Paul admitted he was in awe of the man with the Midas touch. The producer, screenwriter and director behind such box office hits as Four Weddings and a Funeral, Notting Hill, Bridget Jones’s Diary, Love Actually, Blackadder, Mr. Bean and War Horse “has a mind like a computer and a level of concentration that is 100 per cent”.

“He would say, during a lunch hour at rehearsals, when we’d decided to look at a bit of dialogue, ‘right, I’ve got 12 minutes’ and his attention would be absolute.

“Then he’d go make a phone call after getting a message to say Gordon Brown or Bill Clinton would appreciate a call back about Comic Relief or Third World debt.

“Whilst he was ringing them, I’d go ring my wife for someone to call, and she’d be out ...

“He missed one rehearsal for Dibley because he’d gone to South Africa to have a chat with Nelson Mandela.

“It was an amazing experience – exciting – being in his orbit, because he knows literally everybody.”

They never actually sat down together to write Dibley.
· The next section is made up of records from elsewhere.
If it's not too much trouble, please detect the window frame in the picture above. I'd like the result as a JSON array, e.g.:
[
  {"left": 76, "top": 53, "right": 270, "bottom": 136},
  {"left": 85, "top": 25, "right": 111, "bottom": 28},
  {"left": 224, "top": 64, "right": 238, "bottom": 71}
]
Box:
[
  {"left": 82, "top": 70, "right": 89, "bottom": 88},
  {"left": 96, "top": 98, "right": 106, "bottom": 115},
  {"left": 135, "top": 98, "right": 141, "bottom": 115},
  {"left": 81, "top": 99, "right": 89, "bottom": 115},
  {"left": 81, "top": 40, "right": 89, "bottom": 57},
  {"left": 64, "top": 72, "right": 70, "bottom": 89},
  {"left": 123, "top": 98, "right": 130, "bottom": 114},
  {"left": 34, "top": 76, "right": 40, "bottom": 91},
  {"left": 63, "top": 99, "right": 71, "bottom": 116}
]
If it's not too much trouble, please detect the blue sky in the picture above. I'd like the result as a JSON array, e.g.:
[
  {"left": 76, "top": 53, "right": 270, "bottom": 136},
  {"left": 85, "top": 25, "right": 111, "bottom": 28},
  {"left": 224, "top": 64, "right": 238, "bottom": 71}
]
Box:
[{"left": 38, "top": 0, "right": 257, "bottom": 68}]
Rather, after an initial discussion about a storyline, one of them would write the first draft and pass it on to the other.

“We had a rule that if writer A wrote a joke and writer B took it out, only B could put it back in again, because if A could it would never end.

“We never really disagreed at all, we certainly never rowed – it was just a delightful experience.”

Paul says it would be great if his next piece of work to hit the small (or big) screen was the romcom he’s written about a couple who both have Parkinson’s.

“They meet at a ballet class and fall in love,” he said. “I’m on draft 24 at the moment, but people tell me it’s good. Hopefully someone will actually make it.”

When he was diagnosed with Parkinson’s eight years ago, he was told he’d have five good years and then it would be downhill from there, but so far, so good.

Needless to say, the humour has helped, massively. “The only area I don’t have anything funny to say is about my mum and her illness. She had cancer all the time I was growing up and I’ve long realised that’s why comedy is so important.

“She died when I was 20, but she was ill pretty much all my life, so I suppose what I’m trying to do is encourage people to keep remembering the funny stuff.

“Let’s give ourselves permission to find funny moments. They will be the things that keep us going and provide the memories we leave behind.”